The “*DEP” files were the device-dependent code for a specific device.  Basically there was a version for 9-pin printers and one for 24-pin printers.  There were some constants unique to individual printers that should have been elsewhere.

The “*DATA” files were the related data, things like printer codes and resolution-based constants.

INDEP.LIB” was the linkable library for what amounted to a GEM VDI bitmap driver.

The STYLES.C file contained definitions for the basic pre-defined VDI line styles and fill styles.

The DO.BAT file was a batch file that did the build.

Figuring It Out

There were no instructions or documentation of any kind. That may have been why Atari was originally reluctant to send anything out. It took a little experimenting but eventually I figured out what was what. The idea here was that the bulk of the code, the routines that actually created a page from the VDI commands sent to the driver, was in the INDEP.LIB library. The actual output routine that would take the resulting bitmap and send it to the printer was in the *DEP file. By altering that routine and placing the other information specific to an individual printer into the DEP and DATA files, you customized the library’s operation as needed for a specific printer.

The ****DATA file would contain things like the device resolution, the printer codes required to output graphics data, and so forth. This included the various bits of information returned by the VDI’s Open Workstation or Extended Inquire functions.

The first drivers I created were relatively simple variations on the existing drivers, but fortunately that’s mainly what was needed. There were a ton of 9-pin dot-matrix printers in those days, and while many of them worked fine with the FX80 driver, some were ever so slightly different. Like literally changing one or two printer codes would make it work. The situation was a little better with the 24-pin printers but again there were a few that needed some changes.
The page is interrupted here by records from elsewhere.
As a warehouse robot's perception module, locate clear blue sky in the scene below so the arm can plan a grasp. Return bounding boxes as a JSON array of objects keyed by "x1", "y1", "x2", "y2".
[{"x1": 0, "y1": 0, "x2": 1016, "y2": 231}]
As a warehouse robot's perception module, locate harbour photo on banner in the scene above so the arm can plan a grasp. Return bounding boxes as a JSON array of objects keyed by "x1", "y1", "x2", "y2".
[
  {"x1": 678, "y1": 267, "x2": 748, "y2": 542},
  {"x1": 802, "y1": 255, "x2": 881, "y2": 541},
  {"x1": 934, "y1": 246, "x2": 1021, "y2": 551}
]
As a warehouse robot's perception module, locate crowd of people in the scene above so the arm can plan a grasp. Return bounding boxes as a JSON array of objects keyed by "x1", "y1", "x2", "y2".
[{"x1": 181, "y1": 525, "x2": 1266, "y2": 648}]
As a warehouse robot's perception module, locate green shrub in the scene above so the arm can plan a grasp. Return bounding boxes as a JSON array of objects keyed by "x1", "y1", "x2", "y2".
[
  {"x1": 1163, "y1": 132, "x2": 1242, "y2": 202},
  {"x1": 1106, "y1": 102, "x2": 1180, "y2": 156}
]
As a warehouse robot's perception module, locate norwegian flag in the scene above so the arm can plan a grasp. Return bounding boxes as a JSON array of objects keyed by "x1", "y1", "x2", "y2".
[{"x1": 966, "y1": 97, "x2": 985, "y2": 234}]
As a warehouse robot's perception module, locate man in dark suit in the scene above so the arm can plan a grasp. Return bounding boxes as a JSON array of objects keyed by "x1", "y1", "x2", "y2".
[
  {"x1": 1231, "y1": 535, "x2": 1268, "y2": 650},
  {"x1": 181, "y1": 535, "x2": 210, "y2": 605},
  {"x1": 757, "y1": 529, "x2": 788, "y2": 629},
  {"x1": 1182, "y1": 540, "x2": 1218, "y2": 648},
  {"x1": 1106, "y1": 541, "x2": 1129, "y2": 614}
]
The first significant change we made was probably when I created a 360 DPI driver for the NEC P-series 24-pin printers. These were compatible with the Epson printers at 180 DPI, but offered a higher-resolution mode that the Epson did not. I’ll admit I had a personal stake here, as I’d bought a nice wide-carriage NEC P7 printer that I wanted to use with the Atari. That thing was slower than crap but oh, gosh was the output good looking. At the time, for a dot-matrix impact printer, that is.

One thing that was confusing at first was that the startup code for the drivers was actually contained in the library. The code in the ****DEP.S files was called as subroutines from the v_opnwk and v_updwk functions.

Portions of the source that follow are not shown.